Joe Hill’s ‘The Fireman’ to become TV series
Stephen King isn’t the only author in his family; his wife Tabitha and their sons write as well, and now child Joe Hill is set to see The Fireman become a television series, with Walden Media backing the small-screen effort.
This development was revealed earlier today by The Hollywood Reporter. The creator – whose legal name is Joe Hillstrom King, but who chose his pen name to succeed on his own merits – published the story in 2016. It takes place in a world where an incurable disease causes people to spontaneously combust and die.
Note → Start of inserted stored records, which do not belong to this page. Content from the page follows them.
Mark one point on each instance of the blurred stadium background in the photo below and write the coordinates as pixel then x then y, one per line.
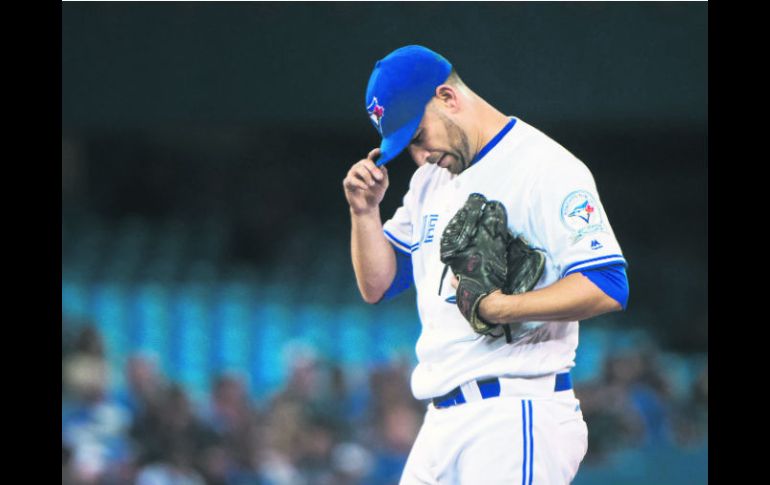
pixel 211 326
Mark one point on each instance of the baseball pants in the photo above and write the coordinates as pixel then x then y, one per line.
pixel 537 437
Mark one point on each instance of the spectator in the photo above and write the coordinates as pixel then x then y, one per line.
pixel 145 385
pixel 93 425
pixel 170 434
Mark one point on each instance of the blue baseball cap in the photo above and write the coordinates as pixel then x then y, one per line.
pixel 401 85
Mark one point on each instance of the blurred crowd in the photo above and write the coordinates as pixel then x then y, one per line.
pixel 327 425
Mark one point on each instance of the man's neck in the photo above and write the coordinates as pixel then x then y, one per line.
pixel 490 123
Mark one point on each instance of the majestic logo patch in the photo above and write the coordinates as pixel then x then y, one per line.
pixel 580 213
pixel 375 113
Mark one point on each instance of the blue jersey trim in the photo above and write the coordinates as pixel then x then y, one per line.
pixel 494 141
pixel 612 280
pixel 397 242
pixel 404 276
pixel 610 258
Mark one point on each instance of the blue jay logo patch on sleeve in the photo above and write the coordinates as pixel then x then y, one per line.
pixel 581 213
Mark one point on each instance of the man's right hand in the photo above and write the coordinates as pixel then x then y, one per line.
pixel 365 184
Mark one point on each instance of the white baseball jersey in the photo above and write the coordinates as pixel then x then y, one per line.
pixel 551 200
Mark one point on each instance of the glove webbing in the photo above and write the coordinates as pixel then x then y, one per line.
pixel 506 327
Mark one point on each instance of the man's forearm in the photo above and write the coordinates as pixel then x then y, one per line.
pixel 572 298
pixel 373 259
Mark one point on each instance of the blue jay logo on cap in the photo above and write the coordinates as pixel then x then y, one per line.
pixel 375 113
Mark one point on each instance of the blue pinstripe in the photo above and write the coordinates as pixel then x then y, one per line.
pixel 531 446
pixel 524 434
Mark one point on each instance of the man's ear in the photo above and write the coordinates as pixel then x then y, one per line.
pixel 448 97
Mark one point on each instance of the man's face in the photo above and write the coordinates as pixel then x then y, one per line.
pixel 441 141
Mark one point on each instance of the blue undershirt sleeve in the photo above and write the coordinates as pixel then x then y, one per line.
pixel 403 279
pixel 612 280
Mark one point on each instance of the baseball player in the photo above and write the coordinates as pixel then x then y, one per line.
pixel 499 410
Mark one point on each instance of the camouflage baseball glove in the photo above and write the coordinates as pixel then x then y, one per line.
pixel 486 257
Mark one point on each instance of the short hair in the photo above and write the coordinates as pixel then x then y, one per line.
pixel 454 79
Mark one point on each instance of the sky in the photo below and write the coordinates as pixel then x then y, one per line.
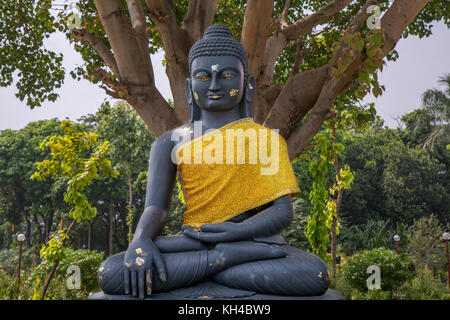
pixel 421 62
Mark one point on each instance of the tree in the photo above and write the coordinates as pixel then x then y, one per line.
pixel 303 53
pixel 23 200
pixel 429 127
pixel 393 181
pixel 130 144
pixel 79 158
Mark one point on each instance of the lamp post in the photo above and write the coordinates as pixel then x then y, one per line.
pixel 21 238
pixel 396 239
pixel 446 237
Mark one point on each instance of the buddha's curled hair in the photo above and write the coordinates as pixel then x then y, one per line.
pixel 218 41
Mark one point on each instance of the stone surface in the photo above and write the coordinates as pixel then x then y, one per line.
pixel 212 291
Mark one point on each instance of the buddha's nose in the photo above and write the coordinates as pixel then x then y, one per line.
pixel 215 85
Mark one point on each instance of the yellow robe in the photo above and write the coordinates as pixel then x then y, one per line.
pixel 233 169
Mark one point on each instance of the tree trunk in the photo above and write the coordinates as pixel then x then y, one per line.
pixel 306 98
pixel 90 222
pixel 130 206
pixel 338 205
pixel 39 229
pixel 28 231
pixel 111 227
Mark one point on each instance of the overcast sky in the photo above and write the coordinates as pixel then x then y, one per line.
pixel 421 63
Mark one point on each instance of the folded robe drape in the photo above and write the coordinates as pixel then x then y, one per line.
pixel 232 169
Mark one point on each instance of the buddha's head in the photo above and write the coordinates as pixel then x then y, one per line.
pixel 218 79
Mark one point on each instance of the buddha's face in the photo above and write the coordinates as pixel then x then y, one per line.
pixel 217 82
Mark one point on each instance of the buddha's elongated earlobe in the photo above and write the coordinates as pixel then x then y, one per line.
pixel 194 111
pixel 249 94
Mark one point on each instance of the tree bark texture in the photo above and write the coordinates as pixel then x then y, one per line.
pixel 305 98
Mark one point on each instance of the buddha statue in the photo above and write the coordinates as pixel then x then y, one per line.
pixel 237 203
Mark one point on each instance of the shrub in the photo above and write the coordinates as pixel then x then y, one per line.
pixel 87 261
pixel 9 259
pixel 394 270
pixel 425 244
pixel 422 287
pixel 371 235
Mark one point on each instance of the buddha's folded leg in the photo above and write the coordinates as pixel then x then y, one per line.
pixel 298 274
pixel 186 268
pixel 179 243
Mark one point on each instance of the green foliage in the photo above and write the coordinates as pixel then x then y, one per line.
pixel 24 26
pixel 87 261
pixel 375 294
pixel 394 269
pixel 426 245
pixel 373 234
pixel 294 234
pixel 423 287
pixel 393 181
pixel 68 162
pixel 54 251
pixel 9 260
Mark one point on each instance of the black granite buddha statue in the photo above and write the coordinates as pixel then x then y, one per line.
pixel 230 241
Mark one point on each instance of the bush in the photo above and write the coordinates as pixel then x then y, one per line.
pixel 9 260
pixel 394 270
pixel 422 287
pixel 373 234
pixel 87 261
pixel 426 245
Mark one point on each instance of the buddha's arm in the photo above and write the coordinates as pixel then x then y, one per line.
pixel 160 182
pixel 265 223
pixel 271 220
pixel 142 254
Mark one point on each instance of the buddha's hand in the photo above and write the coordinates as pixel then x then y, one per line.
pixel 218 232
pixel 140 257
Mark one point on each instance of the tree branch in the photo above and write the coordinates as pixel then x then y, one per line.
pixel 295 99
pixel 138 87
pixel 139 26
pixel 276 43
pixel 397 18
pixel 394 22
pixel 99 46
pixel 124 45
pixel 305 25
pixel 176 43
pixel 256 22
pixel 199 16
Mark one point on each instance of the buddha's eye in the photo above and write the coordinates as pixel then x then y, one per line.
pixel 228 76
pixel 202 77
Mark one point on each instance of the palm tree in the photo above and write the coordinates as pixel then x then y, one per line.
pixel 430 125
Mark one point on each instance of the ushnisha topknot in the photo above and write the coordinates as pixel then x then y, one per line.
pixel 218 41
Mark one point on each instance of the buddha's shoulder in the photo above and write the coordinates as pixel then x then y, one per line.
pixel 171 137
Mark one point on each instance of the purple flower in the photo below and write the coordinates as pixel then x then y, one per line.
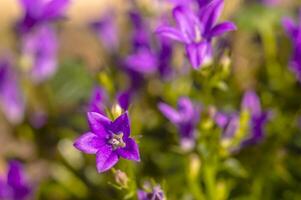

There is no cure, the virus is airborne, and the tale follows an infected nurse whose life transforms upon meeting a figure in a firefighter’s outfit.
Hill, who will executive produce, previously had his novel NOS4A2 adapted by AMC. The Black Phone, another Hill opus, materializes in an upcoming film of the same name set to release in June, with Ethan Hawke in the lead role.
The team at Walden, apparently elated to bring his virus story to life, point out its relevance as a story about regular people overcoming horrifying odds.
“We’re excited to be working with celebrated author Joe Hill,” Walden Media CEO Frank Smith said to The Hollywood Reporter about the initiative. “The Fireman showcases themes Walden holds dear – the idea of celebrating ordinary people who rise in extraordinary circumstances. I can’t imagine a timelier book to be developing.”
This version of The Fireman does not have a network or further creative team attached at this time.